Ever wondered how they go about deciding where to put a new cellular base station? It’s a fairly complicated process. It’s also very much site specific, awkward locations, landlords, etc. but as an average the following table is a fair reflection of the effort (source Accelera Mobile Broadband with some O2 validation).
Activity |
Effort (Man Days) |
New site verification |
1 |
On site visit: site details verification |
0.5 |
On site visit: RF survey |
0.5 |
New site RF plan |
2 |
Neighbours, frequency, preamble/scrambling code plan |
0.5 |
Interference analyses on surrounding sites |
0.5 |
Capacity analyses |
0.5 |
Handover analyses |
0.5 |
Implementation on new node(s) |
0.5 |
Field measurements and verification |
2 |
Optimization |
2 |
Total activities |
7.5 man days |
Now just imagine the urban 4G/LTE scenario we have been discussing, where there are ten times as many small cells as in the existing macrocell model. Research org ABI has forecast that there will be 5 million small cells by 2015.
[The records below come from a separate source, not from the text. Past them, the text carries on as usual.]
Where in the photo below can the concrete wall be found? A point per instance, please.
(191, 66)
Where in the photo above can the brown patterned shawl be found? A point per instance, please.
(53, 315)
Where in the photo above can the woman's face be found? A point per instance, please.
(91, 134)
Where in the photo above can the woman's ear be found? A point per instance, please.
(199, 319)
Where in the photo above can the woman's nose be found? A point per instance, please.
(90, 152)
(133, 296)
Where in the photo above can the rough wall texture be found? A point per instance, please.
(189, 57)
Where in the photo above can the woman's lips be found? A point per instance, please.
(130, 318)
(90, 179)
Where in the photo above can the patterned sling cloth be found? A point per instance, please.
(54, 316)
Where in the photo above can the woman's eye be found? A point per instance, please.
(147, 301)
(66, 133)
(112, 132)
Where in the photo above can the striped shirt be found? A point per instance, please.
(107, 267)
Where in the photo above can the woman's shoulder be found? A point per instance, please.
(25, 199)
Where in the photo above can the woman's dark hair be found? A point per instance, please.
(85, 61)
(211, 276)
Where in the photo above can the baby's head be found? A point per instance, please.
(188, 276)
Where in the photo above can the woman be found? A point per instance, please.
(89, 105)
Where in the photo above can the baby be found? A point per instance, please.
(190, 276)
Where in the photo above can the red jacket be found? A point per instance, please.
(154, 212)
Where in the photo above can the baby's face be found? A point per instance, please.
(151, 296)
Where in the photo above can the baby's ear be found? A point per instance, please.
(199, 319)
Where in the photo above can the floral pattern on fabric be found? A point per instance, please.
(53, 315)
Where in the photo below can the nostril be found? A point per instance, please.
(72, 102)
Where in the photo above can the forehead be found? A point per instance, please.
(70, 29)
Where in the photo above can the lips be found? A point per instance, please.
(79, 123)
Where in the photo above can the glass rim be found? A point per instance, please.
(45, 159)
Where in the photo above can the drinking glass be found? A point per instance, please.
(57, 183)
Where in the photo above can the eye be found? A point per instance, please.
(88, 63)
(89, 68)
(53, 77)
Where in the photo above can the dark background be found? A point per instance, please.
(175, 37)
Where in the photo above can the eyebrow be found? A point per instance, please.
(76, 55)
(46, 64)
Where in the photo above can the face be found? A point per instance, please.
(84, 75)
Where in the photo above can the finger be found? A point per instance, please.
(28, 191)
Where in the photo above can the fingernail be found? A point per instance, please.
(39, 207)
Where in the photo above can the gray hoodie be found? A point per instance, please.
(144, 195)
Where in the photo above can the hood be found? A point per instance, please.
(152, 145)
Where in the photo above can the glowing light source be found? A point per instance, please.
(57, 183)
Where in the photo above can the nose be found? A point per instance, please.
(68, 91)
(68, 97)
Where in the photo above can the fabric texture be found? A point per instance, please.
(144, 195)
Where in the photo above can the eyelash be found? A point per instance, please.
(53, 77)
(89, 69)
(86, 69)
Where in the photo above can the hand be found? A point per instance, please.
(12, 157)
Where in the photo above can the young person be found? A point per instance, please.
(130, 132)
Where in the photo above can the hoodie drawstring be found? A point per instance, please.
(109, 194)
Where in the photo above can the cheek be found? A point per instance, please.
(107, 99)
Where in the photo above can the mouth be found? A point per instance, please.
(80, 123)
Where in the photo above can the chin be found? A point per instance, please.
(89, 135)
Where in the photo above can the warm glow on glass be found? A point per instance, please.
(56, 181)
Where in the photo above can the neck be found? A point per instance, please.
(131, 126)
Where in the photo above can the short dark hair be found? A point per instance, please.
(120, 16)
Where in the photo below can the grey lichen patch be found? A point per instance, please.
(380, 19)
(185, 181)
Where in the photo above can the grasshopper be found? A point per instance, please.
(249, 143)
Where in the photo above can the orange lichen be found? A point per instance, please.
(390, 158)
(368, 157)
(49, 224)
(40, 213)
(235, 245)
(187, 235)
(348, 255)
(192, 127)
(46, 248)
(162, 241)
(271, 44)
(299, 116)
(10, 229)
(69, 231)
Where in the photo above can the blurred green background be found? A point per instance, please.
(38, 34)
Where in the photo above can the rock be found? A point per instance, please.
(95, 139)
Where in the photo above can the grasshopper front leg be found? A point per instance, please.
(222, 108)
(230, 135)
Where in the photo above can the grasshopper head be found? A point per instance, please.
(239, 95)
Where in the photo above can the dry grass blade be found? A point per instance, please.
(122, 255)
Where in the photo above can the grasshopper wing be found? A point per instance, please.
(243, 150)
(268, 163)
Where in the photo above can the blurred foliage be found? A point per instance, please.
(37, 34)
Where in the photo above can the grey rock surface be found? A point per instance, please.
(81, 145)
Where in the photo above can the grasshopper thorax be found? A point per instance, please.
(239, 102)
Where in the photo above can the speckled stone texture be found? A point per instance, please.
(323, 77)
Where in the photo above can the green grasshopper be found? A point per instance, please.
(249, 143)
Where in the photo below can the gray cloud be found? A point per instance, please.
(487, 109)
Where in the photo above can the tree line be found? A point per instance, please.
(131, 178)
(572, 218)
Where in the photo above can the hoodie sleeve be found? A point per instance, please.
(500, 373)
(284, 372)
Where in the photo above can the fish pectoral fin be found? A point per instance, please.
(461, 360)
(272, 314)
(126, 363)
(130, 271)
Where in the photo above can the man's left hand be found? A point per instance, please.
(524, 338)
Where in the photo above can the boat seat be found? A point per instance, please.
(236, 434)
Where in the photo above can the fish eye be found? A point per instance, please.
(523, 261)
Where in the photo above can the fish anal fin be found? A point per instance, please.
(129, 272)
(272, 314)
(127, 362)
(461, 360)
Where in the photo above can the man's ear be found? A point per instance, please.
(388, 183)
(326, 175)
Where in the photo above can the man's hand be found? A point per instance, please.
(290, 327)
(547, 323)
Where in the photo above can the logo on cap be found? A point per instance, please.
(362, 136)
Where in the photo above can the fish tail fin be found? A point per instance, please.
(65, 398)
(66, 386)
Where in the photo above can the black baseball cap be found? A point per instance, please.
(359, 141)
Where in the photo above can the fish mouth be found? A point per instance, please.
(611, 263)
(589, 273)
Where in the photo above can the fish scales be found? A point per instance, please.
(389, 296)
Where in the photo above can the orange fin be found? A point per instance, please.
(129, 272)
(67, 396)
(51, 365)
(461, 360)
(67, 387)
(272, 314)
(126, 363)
That’s a lot of site surveys using the traditional model. A lot of man days. The only sensible answer is to deploy Self Organising Network. SONs seem to have some way to go before they are mature enough for full scale deployment but there is time, in the UK at least.
A SON has, in theory all the features you might expect from the name. Cells should self-configure, regularly self-optimize parameters and algorithmic behaviour in response to observed changes in network performance and atmospheric conditions. Self-healing mechanisms can be triggered to temporarily compensate for a detected equipment outage whilst waiting for a permanent fix. Nirvana really – plug and play. As we have already found out in the lamp post story plug and play is probably some time away but it will come.